Премьера новой пьесы Горького состоялась через две недели после смерти ее автора на сцене Центрального Театра Красной Армии, 5 июля 1936 года. Спустя четыре месяца, в конце октября, пьеса была показана и в театре, носящем имя МОСПС (Московский областной совет профессиональных союзов), в постановке С. Г. Бирман, которая сыграла и заглавную роль.
Раневская — первая исполнительница Вассы. Впервые в истории советского театра ей довелось воплотить на сцене лучшую и труднейшую роль в лучшей пьесе Горького. Позже, спустя двадцать лет после премьеры, Раневская написала о работе над ролью Вассы статью — единственную в своем роде (об этом ниже), единственную и в творческой жизни Раневской, решившейся на этот раз рассказать о процессе, обычно скрытом для публики. Я цитирую в отрывках этот интереснейший документ.

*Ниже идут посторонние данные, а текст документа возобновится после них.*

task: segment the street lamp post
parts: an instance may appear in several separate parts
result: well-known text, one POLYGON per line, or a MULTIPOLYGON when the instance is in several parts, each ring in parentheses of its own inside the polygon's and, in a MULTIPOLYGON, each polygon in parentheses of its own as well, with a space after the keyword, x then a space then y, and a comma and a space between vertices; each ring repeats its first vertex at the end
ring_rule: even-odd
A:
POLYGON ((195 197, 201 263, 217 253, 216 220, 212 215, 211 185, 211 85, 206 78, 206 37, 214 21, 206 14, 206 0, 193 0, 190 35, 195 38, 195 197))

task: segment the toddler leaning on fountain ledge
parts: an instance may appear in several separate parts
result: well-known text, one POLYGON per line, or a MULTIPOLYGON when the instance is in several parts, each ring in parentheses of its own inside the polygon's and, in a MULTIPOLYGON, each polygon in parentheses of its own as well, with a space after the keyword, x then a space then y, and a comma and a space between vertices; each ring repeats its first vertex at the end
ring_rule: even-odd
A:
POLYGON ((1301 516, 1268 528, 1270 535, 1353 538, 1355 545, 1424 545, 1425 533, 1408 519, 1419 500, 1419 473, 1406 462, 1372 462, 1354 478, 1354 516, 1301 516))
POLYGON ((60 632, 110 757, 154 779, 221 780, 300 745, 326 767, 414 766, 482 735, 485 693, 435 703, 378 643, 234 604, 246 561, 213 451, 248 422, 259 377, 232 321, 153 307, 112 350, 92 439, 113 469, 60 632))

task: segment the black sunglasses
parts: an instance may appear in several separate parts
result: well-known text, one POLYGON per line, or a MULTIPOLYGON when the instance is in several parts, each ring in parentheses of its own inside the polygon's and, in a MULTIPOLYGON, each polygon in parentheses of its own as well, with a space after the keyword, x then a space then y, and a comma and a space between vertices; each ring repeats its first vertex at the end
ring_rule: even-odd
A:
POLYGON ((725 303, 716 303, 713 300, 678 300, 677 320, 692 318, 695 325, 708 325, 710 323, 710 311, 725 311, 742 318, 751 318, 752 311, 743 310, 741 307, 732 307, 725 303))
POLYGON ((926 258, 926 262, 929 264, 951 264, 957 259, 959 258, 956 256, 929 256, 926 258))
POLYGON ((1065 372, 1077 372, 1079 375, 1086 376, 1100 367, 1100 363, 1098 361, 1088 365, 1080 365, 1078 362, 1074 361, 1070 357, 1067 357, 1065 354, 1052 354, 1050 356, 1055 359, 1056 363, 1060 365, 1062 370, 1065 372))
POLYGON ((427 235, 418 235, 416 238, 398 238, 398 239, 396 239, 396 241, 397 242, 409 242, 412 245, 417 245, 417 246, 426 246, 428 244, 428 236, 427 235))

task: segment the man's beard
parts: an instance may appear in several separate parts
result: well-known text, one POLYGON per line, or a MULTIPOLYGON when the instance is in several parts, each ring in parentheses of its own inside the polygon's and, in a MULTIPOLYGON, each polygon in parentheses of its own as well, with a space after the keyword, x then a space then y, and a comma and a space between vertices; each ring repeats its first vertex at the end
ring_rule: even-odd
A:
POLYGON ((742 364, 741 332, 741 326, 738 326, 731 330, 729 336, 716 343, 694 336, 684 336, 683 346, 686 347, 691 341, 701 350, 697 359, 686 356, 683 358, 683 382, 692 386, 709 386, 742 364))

«Хорошо помню мое первое впечатление от пьесы. Я была потрясена силой горьковского гения. А сама Васса внушала мне и чувство сострадания, и ужас, и даже омерзение, но, пожалуй, над всем превалировало сострадание. Образ Вассы неотразимо привлекал меня своей трагической силой, ибо в мировой драматургии эта пьеса навсегда останется одной из величайших трагедий собственности…
Еще не отдавая себе полностью отчета в том, что думает Васса о своем классе, чему можно и чему нельзя верить в ее речах, я чувствовала глубокое сострадание к ее женской и человеческой судьбе. Сказывались, вероятно, мои личные актерские симпатии. Меня всегда привлекали образы «неустроенных», обойденных счастьем, но непременно сильных, интересных людей, богатых и сложных натур. Несчастья и слабости бесцветных сереньких людей, даже их «трагическая» неустроенность не вызывают во мне ни сострадания, ни любопытства. Но Васса, трагическая Васса, глубоко волновала меня.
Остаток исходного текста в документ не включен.